International sales in marine engine and boat sectors both dropped 7 percent in the first quarter of 2012. In a first quarter earnings conference call April 26, Chief Executive Officer Dustan McCoy noted that an uncertain European market will continue to be a challenge for the company so it intends to rely more heavily on U.S. markets.

Another drag on the corporation is the production of sterndrive engines, which fell in the aftermath of recession-driven plant consolidations. McCoy admitted he put customers and boat companies through “pain” when the corporation was slow to deliver the high-dollar sterndrive products. The sterndrive production issues could continue until 2013, acknowledged Peter Hamilton, chief financial officer, in the first quarter conference earnings call.

“Eventually [we’ll] see recovery in fiberglass boats,” analyst Hardiman said. “They’re the wealthier consumers and it’s hard to ever count them out.”

To be sure, Brunswick has come a long way from a near-disaster in the recession. In late 2008, the company’s stock price collapsed to $2.03 from $14.96 just a few months earlier. 2009 revenue dropped to $2.78 billion from $4.71 billion the prior year.
In the midst of the economic downturn, the corporation was forced to downsize.

From 2010 to 2011, Brunswick slashed North American boat manufacturing locations from 28 to 11, merged two U.S. engine plants, cut boats brands from 24 to 15, lowered model options by an average of 30 percent and laid off 46 percent of its U.S. workers. The company now employs 15,000 worldwide.

The corporation posted losses in 2008, 2009 and 2010. 2011 was the first time the company made money, reporting earnings of $71.9 million, or 78 cents earnings per diluted share, bouncing back from a loss of $110.6 million, or a loss of $1.25 earnings per diluted share. 2011 sales also rebounded to $3.75 billion, up from $3.40 billion, and are expected to rise to $3.92 billion in 2012.

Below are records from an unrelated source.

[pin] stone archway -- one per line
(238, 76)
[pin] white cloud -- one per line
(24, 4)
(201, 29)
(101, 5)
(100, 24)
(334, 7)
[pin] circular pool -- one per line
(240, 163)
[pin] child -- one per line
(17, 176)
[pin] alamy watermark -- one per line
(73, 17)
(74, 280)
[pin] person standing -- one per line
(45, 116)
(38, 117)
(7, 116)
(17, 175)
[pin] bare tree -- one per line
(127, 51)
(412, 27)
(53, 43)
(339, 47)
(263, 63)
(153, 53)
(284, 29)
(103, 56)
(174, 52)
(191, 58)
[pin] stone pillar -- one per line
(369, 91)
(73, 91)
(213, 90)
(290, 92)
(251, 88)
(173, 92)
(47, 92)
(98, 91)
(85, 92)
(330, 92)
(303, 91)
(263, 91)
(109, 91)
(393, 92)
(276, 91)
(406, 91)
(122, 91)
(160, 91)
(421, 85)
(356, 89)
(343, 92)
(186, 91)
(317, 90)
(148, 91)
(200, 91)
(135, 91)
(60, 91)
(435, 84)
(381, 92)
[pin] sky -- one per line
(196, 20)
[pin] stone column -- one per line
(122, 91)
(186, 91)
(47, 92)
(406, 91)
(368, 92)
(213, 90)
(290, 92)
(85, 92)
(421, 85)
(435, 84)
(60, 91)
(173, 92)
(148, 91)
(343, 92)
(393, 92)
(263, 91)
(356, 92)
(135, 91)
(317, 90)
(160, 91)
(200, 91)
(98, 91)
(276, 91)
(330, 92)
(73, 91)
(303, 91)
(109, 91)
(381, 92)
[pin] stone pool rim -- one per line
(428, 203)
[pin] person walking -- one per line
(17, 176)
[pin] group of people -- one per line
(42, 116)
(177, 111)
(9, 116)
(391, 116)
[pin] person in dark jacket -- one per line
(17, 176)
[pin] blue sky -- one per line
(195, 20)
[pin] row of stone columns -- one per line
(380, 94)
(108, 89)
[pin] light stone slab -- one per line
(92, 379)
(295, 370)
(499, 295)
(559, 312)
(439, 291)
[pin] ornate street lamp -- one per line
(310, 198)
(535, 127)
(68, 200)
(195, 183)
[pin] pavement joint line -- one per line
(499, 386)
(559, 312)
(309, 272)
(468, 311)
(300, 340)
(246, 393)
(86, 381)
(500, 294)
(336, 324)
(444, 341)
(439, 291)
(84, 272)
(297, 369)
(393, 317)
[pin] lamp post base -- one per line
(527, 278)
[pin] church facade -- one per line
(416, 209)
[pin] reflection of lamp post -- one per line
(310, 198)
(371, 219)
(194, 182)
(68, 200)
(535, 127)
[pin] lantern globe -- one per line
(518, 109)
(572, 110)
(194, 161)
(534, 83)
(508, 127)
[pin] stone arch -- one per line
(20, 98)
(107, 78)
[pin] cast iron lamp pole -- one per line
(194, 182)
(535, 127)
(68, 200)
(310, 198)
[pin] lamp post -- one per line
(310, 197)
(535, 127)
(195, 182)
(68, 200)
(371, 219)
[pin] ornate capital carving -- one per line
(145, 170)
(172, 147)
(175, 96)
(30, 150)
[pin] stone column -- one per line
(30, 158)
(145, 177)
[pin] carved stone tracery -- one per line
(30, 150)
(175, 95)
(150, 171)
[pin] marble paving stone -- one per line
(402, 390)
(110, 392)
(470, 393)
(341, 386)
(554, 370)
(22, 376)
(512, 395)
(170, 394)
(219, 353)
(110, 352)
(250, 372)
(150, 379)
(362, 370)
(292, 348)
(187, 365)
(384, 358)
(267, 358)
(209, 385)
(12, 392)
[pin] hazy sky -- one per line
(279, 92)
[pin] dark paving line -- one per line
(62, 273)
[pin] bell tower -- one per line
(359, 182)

“I find Brunswick to be pure macro-play,” said Gerrick Johnson of BMO Capital Markets. The analyst went on to explain the company lacks a “hot products cycle” or “expanding demographics” that could protect it from potential slumps in the economy. His rating is neutral and he has a $24 price target, the lowest of all analysts.

Despite lingering problems, the company is moving forward with growth opportunities like the construction of a manufacturing plant in Brazil that will be able to produce more than 400 boats annually. Enhancements in its smaller divisions like the Life Fitness and Bowling and Billiards divisions are highlighted by new merchandise like the Lifescape, a “cardio experience” that features interactive, high-definition hiking, running and biking to famous spots around the world. The company also announced the opening of a 50,000-sqaure-foot Brunswick Zone XL's bowling and entertainment center in Colorado Springs, one of the largest Brunswick bowling and entertainment centers in the United States, Canada and Europe.